DOT Commissioner Ryan Anderson spoke before the Senate Transportation Committee on Feb. 20, 2024. (Eric Stone/Alaska Public Media)

State officials also expressed concern over what they say is the board’s lack of strategic planning for the long term future of the marine highway system. State Rep. Louise Stutes, a Republican from Kodiak, originally proposed the bill that created the Marine Highway Operations Board three years ago to help address this issue. Since being established, the board has met 24 times, between 2022 and today. The Marine Highway Operations Board replaced the former and somewhat ineffective Marine Transportation Advisory Board.

Anderson said that allowing the governor to appoint all members of the board will ideally make the Alaska Marine Highway System more efficient overall. When he first announced his executive orders, Gov.
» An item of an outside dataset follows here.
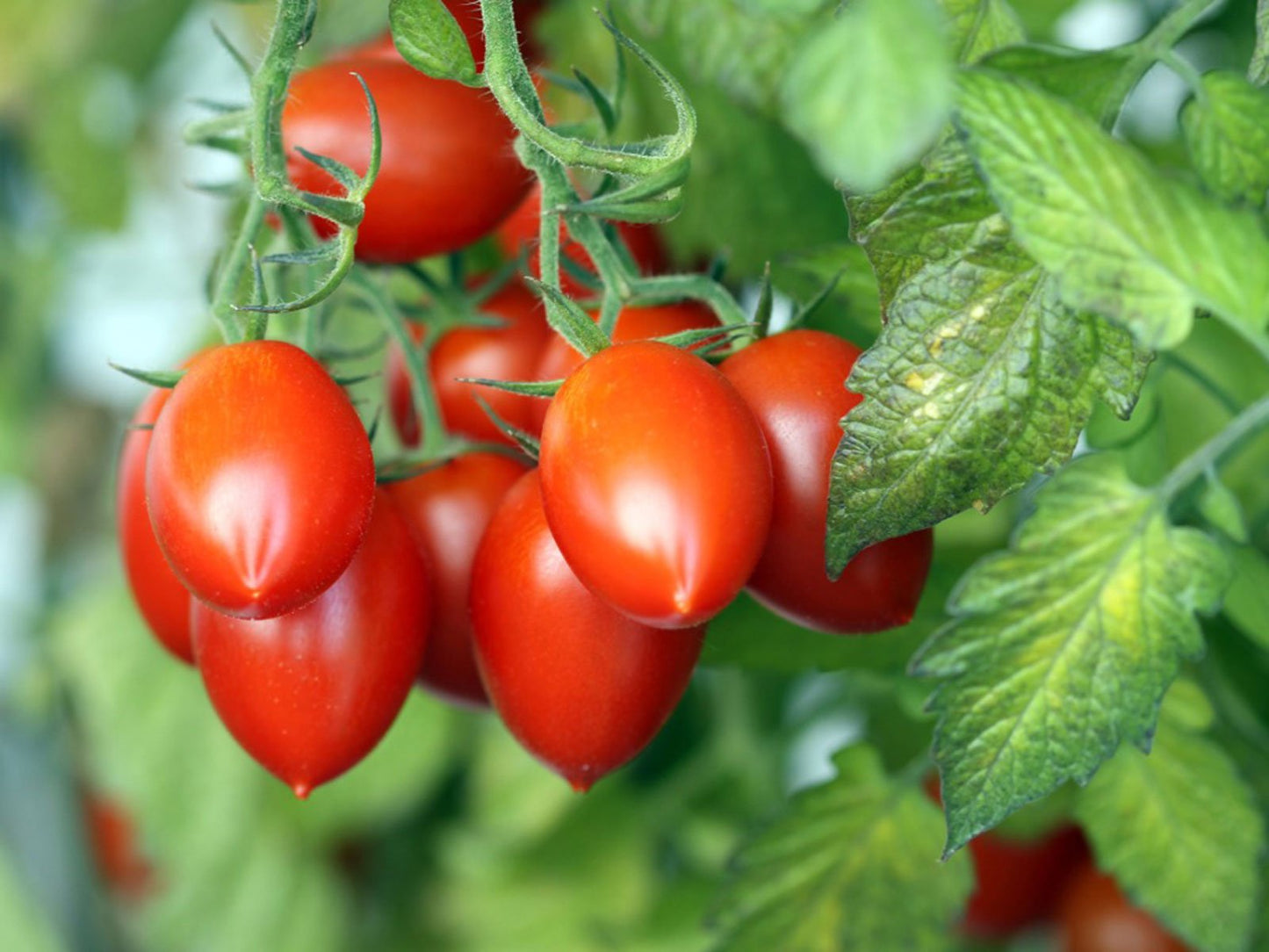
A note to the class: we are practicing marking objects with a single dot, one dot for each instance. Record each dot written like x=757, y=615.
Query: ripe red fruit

Dunleavy said in a statement, the reason for all 12 is to, “make state government as efficient and effective as possible.”

Alaska Department of Law attorney Parker Patterson also participated in Tuesday’s committee hearing. He says it’s the department’s opinion that the governor should have the power to appoint members to the board, as those confirmations fall under the executive branch.

But some of the legislators on the transportation committee, like Senator Loki Tobin a Democrat from Anchorage, were hesitant to support removing the public’s involvement from the board process by taking the appointment power away from leadership in the House and Senate and giving it solely to the governor.

“I could understand if we were moving toward a confirmation-able process so that there could be more public input, more opportunity for the public to engage; instead of moving toward where it’s all held within the executive branch,” Tobin said.

Despite the executive order from Governor Mike Dunleavy unveiled on January 16, it’s possible that the Legislature could vote to prevent this and other board changes from taking effect this summer on July 1, 2024. However, legislators only have 60 days from when the executive order was announced, or until mid-March, to call a joint session and obtain the majority vote.

A public comment period is scheduled for Thursday afternoon at 1:30pm on Feb. 22 for folks to weigh in on the executive order. Alaskans can contact their local legislative information office (LIO) for more details.